Renzi: "Io il passato lo rivendico"
Matteo Renzi/Andreas Solaro, Getty Images

Erano mesi, forse anni, che Matteo Renzi non era tanto attivo. Sia chiaro, il personaggio non ha mai amato rimanere troppo a lungo in disparte, ma la mole di interviste, dichiarazioni, manovre messa in campo dall’ex Premier nelle ultime settimane non si registrava da un po’ di tempo. Chissà che non significhi che qualcosa, forse qualcosa di grosso, bolle in pentola: magari un “nuovo centro” cui dar vita insieme al leader di Azione Carlo Calenda e a Silvio Berlusconi, in rotta con il Centrodestra e oggetto si un serrato corteggiamento da parte dell’ex segretario Pd.

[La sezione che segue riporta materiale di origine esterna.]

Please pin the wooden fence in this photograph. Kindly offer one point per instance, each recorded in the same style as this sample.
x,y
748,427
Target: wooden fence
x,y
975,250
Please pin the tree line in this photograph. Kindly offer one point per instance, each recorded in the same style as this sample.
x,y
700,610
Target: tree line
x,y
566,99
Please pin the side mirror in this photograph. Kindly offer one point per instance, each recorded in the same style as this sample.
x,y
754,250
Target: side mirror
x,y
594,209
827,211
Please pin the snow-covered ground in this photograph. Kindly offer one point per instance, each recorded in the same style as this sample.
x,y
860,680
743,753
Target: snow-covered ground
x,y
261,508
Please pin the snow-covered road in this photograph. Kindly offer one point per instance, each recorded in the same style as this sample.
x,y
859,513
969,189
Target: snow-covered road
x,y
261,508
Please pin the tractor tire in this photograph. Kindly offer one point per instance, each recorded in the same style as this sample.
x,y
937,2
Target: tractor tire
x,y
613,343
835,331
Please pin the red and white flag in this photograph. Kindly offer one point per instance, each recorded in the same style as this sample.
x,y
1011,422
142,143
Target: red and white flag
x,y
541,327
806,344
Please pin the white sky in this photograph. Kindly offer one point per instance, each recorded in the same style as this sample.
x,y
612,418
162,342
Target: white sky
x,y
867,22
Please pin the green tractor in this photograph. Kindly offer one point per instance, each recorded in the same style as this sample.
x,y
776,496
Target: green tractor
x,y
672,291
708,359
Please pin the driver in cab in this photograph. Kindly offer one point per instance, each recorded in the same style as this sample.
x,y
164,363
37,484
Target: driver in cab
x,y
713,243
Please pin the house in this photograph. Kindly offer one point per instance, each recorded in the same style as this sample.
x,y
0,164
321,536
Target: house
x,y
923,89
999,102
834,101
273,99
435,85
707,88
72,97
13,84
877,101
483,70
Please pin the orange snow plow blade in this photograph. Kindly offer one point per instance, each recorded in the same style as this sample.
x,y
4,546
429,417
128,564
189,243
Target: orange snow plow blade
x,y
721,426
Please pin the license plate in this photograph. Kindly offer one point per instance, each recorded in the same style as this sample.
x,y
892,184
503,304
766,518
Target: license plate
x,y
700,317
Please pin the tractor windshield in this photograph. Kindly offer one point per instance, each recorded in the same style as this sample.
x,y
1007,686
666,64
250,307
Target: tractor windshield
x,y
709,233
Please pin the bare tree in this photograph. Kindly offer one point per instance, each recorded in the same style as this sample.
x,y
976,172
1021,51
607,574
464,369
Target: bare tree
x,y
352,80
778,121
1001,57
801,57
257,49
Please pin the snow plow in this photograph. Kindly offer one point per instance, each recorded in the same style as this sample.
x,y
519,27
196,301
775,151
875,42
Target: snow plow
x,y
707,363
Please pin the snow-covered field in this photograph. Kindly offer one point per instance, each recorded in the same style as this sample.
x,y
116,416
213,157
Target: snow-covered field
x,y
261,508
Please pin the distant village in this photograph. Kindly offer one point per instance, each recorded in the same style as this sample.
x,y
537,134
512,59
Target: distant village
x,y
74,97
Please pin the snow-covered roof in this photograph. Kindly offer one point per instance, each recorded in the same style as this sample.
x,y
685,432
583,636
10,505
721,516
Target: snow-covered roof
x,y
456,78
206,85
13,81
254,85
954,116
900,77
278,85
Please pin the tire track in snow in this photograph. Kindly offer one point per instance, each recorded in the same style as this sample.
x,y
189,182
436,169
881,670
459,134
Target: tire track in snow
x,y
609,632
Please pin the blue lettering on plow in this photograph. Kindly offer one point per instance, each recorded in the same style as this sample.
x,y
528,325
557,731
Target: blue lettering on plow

Il ritorno, da ospite, a Palazzo Chigi

Nessun effetto, nessun impatto, neanche un fremito. E’ questo l’effetto che fa – o meglio, non fa – a Matteo Renzi il ritorno a Palazzo Chigi, dove è tornato lo scorso 5 novembre, in occasione di un incontro con il Premier Giuseppe Conte, a quattro anni di distanza dalla fine della sua avventura alla guida del Governo. “Conte mi fa ‘oh, ma tu qua ci lavoravi, vero?’ C’era un ordine maniacale, quando ci stavo io era tutto un casino, carte ovunque“, racconta nel corso di un’intervista rilasciata a 7, settimanale de Il Corriere della Sera.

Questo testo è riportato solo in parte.